After doing some research on what this could be I realised that all the bread and pastries I was eating caused inflammation in my gut. When you consider that between 90% – 95% of all your serotonin (happy chemicals) is produced by your gut it made total sense to me that I never experienced all there was to experience with regards to my serotonin! No carbs = no inflammation = great serotonin production in the gut! (PS: let me know if you want to follow our Podcast, I finally understand happiness; sufficiency thinking will change the way you see the world).
After experiencing my mood stability, “underlying sadness” disappearing, weight loss, and overall healthier energetic experience of life, I concluded, “carbs are poison!” Carbohydrates in any form made me sick, sad, and fat. The more I thought about this experience, the more I believed, that at least for Cobus (not claiming this is the same for everyone), this is the absolute truth. Today I have zero cravings for bread, pies, and pastries. I used to live on them yet I am happily rejecting them without feeling any sense of lack or depravity. If my wife eats a freshly baked cinnamon twist and offers me a bite, I happily take a bite to share in her experience. But a bite is more than sufficient for me since I know that more than that will have really bad consequences. I don’t feel at all if I am losing or sacrificing anything. I only feel that I am gaining and for the first time in my life I started living! I will not sacrifice that for anything.
A few weeks ago we were invited to visit our new neighbour, a cute retired lady from Belgium. Obviously I did not want to offend her in any way, so I ate from the pie and milktart she gave me and within minutes felt sick, bloated, and itchy! I told myself, “crap, I am poisoned!” Now before you say, Cobusssss, that is all in the mind! Where else do you think belief sits? Obviously, belief sits in the mind, and once you believe the body will follow. My 56-day experiment changed into a belief on day 38, that carbs are poison to my body. I used the remaining 18 days of my experiment to embed this belief by telling others and reading about things like celiac disease, gluten intolerance, etc to support this new belief of mine. Confirmation bias is something people frown upon, but I used this very same principle that causes so many conspiracy theories and fake news, to build a belief in myself. This is when I told myself that transitioning back to my old life would be the most stupid move to ever make. Who would choose sadness over happiness? It would be like removing a thorn from your food that made walking uncomfortable and painful your whole life, experiencing what it is to walk and run around pain-free, and then sticking it back into your foot!

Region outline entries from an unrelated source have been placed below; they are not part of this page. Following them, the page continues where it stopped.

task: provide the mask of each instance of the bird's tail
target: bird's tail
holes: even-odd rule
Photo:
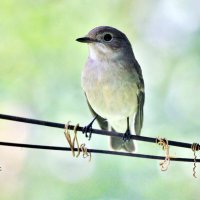
[[[124,149],[127,152],[135,151],[135,145],[133,143],[133,140],[124,142],[124,140],[120,137],[111,137],[110,145],[114,150]]]

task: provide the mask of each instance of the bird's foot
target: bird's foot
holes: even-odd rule
[[[90,140],[92,137],[92,125],[96,118],[97,117],[95,117],[87,126],[83,127],[82,133],[85,134],[85,137],[88,138],[88,140]]]
[[[124,142],[126,142],[126,141],[130,141],[130,139],[131,139],[131,132],[129,129],[127,129],[123,135],[123,140]]]

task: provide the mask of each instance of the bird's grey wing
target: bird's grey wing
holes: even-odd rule
[[[138,86],[138,94],[137,94],[137,101],[138,101],[138,106],[137,106],[137,112],[135,115],[135,133],[137,135],[140,135],[142,125],[143,125],[143,106],[144,106],[144,101],[145,101],[145,92],[144,92],[144,80],[142,76],[142,70],[140,68],[139,63],[137,60],[134,62],[134,67],[137,71],[139,81],[137,83]]]
[[[85,94],[85,97],[86,97],[86,99],[87,99],[86,94]],[[92,115],[93,115],[94,117],[97,116],[96,120],[98,121],[98,124],[99,124],[100,128],[103,129],[103,130],[108,130],[108,122],[107,122],[107,120],[104,119],[103,117],[101,117],[100,115],[98,115],[98,114],[93,110],[93,108],[92,108],[92,106],[90,105],[88,99],[87,99],[87,104],[88,104],[88,107],[89,107],[90,112],[92,113]]]

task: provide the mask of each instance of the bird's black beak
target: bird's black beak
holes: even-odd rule
[[[93,39],[93,38],[89,38],[89,37],[77,38],[76,41],[77,41],[77,42],[82,42],[82,43],[92,43],[92,42],[97,42],[95,39]]]

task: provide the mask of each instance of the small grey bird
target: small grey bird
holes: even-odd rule
[[[124,133],[123,138],[111,137],[114,150],[135,151],[130,135],[133,129],[140,135],[145,93],[142,71],[128,38],[113,27],[99,26],[77,41],[89,45],[81,82],[94,120],[101,129],[111,127]]]

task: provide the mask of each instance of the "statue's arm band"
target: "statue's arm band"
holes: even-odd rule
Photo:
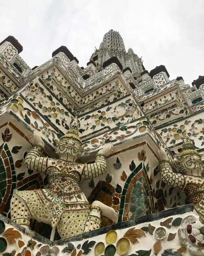
[[[84,169],[85,179],[98,177],[104,173],[107,168],[106,158],[104,154],[97,154],[95,162],[88,164]]]
[[[47,157],[40,157],[44,150],[42,145],[38,144],[28,153],[24,161],[28,169],[41,172],[45,171],[47,165]]]
[[[173,173],[168,160],[160,161],[160,167],[163,182],[170,186],[181,190],[184,189],[186,185],[185,177],[182,174]]]

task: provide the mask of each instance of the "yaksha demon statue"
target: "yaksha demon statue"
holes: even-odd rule
[[[182,152],[175,161],[183,175],[173,172],[164,149],[161,148],[158,153],[162,181],[184,190],[204,220],[204,164],[187,134],[184,136]]]
[[[44,189],[15,190],[11,203],[12,220],[27,229],[31,218],[57,226],[61,238],[99,228],[101,213],[116,222],[117,213],[113,208],[97,201],[90,205],[79,186],[81,181],[105,172],[106,157],[112,152],[112,145],[107,144],[101,150],[93,164],[77,164],[76,161],[83,150],[78,128],[75,117],[68,132],[56,145],[59,159],[40,156],[44,143],[40,133],[34,131],[30,140],[34,146],[26,156],[25,164],[30,169],[44,173],[49,186]]]

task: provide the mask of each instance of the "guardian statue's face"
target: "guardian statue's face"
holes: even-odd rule
[[[60,158],[60,157],[67,155],[74,157],[76,160],[80,158],[83,151],[83,148],[80,142],[69,138],[64,138],[60,140],[55,148],[55,152]]]
[[[177,164],[186,175],[204,176],[204,164],[197,155],[185,155],[182,156]]]

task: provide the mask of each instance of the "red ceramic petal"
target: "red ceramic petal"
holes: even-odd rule
[[[189,234],[191,234],[192,232],[192,226],[190,224],[187,225],[187,232]]]
[[[195,238],[193,236],[192,236],[192,235],[189,235],[189,238],[192,242],[192,243],[195,243],[196,239],[195,239]]]

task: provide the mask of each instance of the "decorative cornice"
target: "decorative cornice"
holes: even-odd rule
[[[141,76],[142,76],[143,75],[144,75],[145,74],[148,74],[148,75],[149,75],[149,73],[148,71],[147,71],[147,70],[145,70],[144,71],[143,71],[143,72],[142,72],[142,73],[140,74],[141,75]]]
[[[115,63],[116,64],[117,64],[119,68],[122,71],[123,70],[123,66],[121,63],[119,61],[119,60],[116,57],[112,57],[108,59],[106,61],[103,62],[103,67],[105,68],[107,66],[110,65],[112,63]]]
[[[168,73],[168,72],[165,66],[164,65],[160,65],[160,66],[157,66],[155,68],[154,68],[153,70],[152,70],[149,72],[149,75],[151,77],[151,78],[153,78],[153,76],[159,73],[160,72],[165,72],[167,74],[168,77],[169,77],[169,75]]]
[[[177,76],[177,78],[175,79],[175,80],[177,80],[177,81],[179,81],[180,80],[183,80],[183,81],[184,81],[182,76]]]
[[[125,68],[124,68],[124,70],[123,70],[123,73],[125,73],[125,71],[127,71],[127,70],[129,70],[130,72],[130,73],[132,73],[132,71],[131,70],[129,67],[125,67]]]
[[[52,57],[54,57],[54,56],[55,56],[59,52],[64,52],[66,56],[68,57],[70,61],[73,61],[74,59],[74,55],[66,46],[64,46],[63,45],[60,46],[60,47],[59,47],[56,50],[54,51],[53,52]]]
[[[192,85],[195,85],[197,89],[199,89],[200,85],[204,83],[204,76],[199,76],[199,77],[196,80],[193,80]]]
[[[89,61],[86,65],[87,65],[87,66],[88,66],[88,65],[89,65],[89,64],[93,64],[94,67],[96,67],[96,63],[93,61]]]
[[[5,42],[9,42],[11,43],[18,51],[18,53],[19,54],[23,50],[23,47],[18,43],[18,40],[13,36],[9,36],[8,37],[3,40],[0,43],[0,45],[3,44]]]

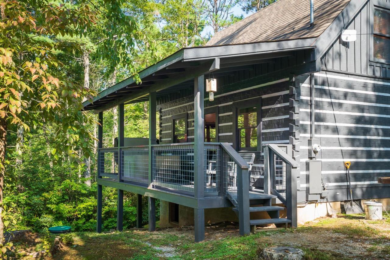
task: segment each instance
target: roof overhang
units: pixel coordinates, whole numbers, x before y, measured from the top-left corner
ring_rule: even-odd
[[[139,73],[142,83],[128,78],[99,93],[92,102],[83,103],[85,110],[96,112],[118,104],[144,101],[151,92],[163,94],[164,90],[185,84],[197,76],[218,70],[228,72],[233,68],[269,62],[291,56],[294,51],[315,48],[316,38],[206,46],[182,49]]]

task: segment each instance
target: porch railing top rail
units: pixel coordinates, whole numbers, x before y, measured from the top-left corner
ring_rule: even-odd
[[[290,164],[292,167],[296,168],[299,166],[299,164],[294,158],[287,154],[285,151],[281,149],[277,144],[268,144],[266,146],[270,148],[278,156],[284,160],[286,162]]]

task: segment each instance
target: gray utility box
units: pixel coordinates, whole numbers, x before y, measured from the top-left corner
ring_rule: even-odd
[[[322,162],[319,160],[306,161],[306,198],[316,200],[322,194],[321,169]]]

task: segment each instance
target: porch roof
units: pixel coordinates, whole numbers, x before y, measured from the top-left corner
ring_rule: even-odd
[[[148,100],[156,92],[161,96],[193,85],[195,77],[214,76],[245,69],[253,64],[293,55],[294,50],[313,49],[315,38],[182,49],[139,73],[142,83],[128,78],[99,93],[92,102],[83,103],[84,110],[96,112],[121,103]]]

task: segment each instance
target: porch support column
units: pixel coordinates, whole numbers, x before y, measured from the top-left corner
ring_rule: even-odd
[[[202,198],[204,190],[204,76],[196,77],[194,98],[194,183],[195,198]]]
[[[149,185],[152,183],[152,145],[157,143],[156,125],[156,92],[149,94]]]
[[[156,92],[149,93],[149,185],[152,180],[153,155],[152,145],[156,143]],[[149,231],[156,230],[156,199],[154,198],[148,198],[148,215]],[[142,218],[141,214],[141,218]],[[138,222],[138,221],[137,221]]]
[[[149,218],[149,231],[156,231],[156,199],[148,197],[148,213]]]
[[[195,216],[195,242],[204,240],[204,209],[194,208]]]
[[[195,77],[194,98],[194,183],[196,198],[204,196],[204,76]],[[194,208],[195,242],[204,240],[204,209]]]
[[[98,148],[103,147],[103,112],[99,112],[98,122],[99,125],[98,126],[98,178],[101,178],[100,176],[100,155]],[[97,210],[96,232],[101,233],[101,212],[103,208],[102,193],[103,187],[100,184],[98,185],[98,209]]]
[[[122,153],[121,147],[124,145],[124,104],[120,104],[118,107],[118,181],[122,181],[121,177],[123,175],[123,166],[122,165]],[[117,208],[117,230],[123,230],[123,191],[118,189]]]
[[[136,227],[142,227],[142,196],[137,194],[137,225]]]

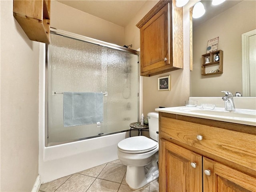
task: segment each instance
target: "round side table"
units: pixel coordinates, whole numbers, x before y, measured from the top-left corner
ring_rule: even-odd
[[[130,124],[131,128],[130,130],[130,137],[131,137],[131,131],[133,130],[138,130],[138,135],[142,135],[142,131],[149,131],[148,130],[148,125],[142,125],[140,122],[132,123]]]

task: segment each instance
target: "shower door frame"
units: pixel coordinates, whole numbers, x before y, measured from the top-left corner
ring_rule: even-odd
[[[50,33],[60,35],[61,36],[62,36],[64,37],[66,37],[68,38],[70,38],[71,39],[73,39],[74,40],[83,41],[84,42],[92,43],[95,44],[97,44],[99,46],[101,46],[104,47],[108,47],[109,48],[111,48],[112,49],[114,49],[116,50],[119,50],[122,51],[124,51],[125,52],[127,52],[130,53],[131,54],[134,54],[137,55],[138,56],[138,116],[137,117],[137,121],[138,121],[139,118],[139,84],[140,84],[140,73],[139,73],[139,61],[140,58],[140,52],[136,51],[135,50],[133,50],[132,49],[127,48],[125,48],[124,47],[122,47],[121,46],[120,46],[119,45],[117,45],[115,44],[108,43],[107,42],[105,42],[103,41],[101,41],[100,40],[98,40],[95,39],[93,39],[92,38],[90,38],[90,37],[86,37],[85,36],[83,36],[80,35],[78,35],[77,34],[75,34],[74,33],[67,32],[64,31],[62,31],[62,30],[57,30],[54,28],[50,28]],[[48,52],[48,44],[46,44],[46,54],[45,54],[45,146],[46,147],[49,147],[51,146],[54,146],[58,145],[60,145],[61,144],[64,144],[65,143],[70,143],[72,142],[74,142],[76,141],[78,141],[82,140],[84,140],[86,139],[90,139],[91,138],[94,138],[96,137],[102,137],[106,136],[106,135],[111,135],[112,134],[115,134],[116,133],[121,133],[123,132],[126,132],[127,131],[129,131],[130,129],[128,129],[127,130],[124,130],[122,131],[120,131],[118,132],[112,132],[110,133],[107,133],[102,135],[96,135],[95,136],[88,137],[84,138],[81,138],[79,139],[77,139],[75,140],[69,140],[68,141],[65,141],[61,142],[56,142],[54,143],[54,144],[49,144],[48,143],[48,56],[49,53]]]

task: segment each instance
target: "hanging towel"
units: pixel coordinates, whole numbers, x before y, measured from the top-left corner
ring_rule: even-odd
[[[102,93],[64,92],[64,126],[103,121]]]

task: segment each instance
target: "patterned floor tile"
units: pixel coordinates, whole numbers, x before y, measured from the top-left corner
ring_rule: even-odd
[[[54,192],[71,176],[71,175],[69,175],[54,180],[48,183],[42,184],[40,186],[39,191],[44,192]]]
[[[145,189],[144,188],[139,189],[138,190],[133,190],[129,187],[128,186],[121,184],[118,192],[132,192],[134,191],[138,192],[148,192],[149,190],[148,189]]]
[[[121,183],[126,170],[126,166],[108,163],[98,177]]]
[[[117,192],[120,186],[119,183],[96,179],[86,192]]]
[[[94,177],[75,174],[60,186],[56,192],[85,192],[95,179]]]
[[[97,177],[98,176],[99,174],[102,171],[106,164],[107,164],[105,163],[105,164],[103,164],[96,167],[93,167],[90,169],[84,170],[84,171],[81,171],[78,173],[82,174],[83,175],[87,175],[88,176],[91,176],[92,177]]]

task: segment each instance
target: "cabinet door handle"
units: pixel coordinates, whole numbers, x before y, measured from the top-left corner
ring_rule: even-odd
[[[211,174],[212,173],[212,172],[209,169],[206,169],[204,170],[204,174],[206,175],[207,176],[210,176]]]
[[[196,168],[196,163],[192,162],[190,163],[190,165],[191,165],[191,166],[193,168]]]
[[[196,136],[196,138],[201,141],[203,139],[203,136],[202,135],[198,135]]]

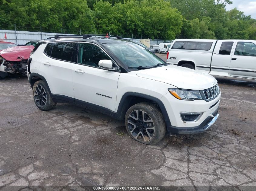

Make sure to use your journey to build new better beliefs, hence the importance of journaling. Catch yourself in the experience, write it down, share it with your buddy, and keep thinking about it. Make it something new you track daily. Turn it into a belief and you will never have to go back to the old you.
You are worthy of a healthy happy life with the body you want to live in. You have everything you need to start the adventure. The best time to start believing, researching, and planning is right now. Now go and make it happen!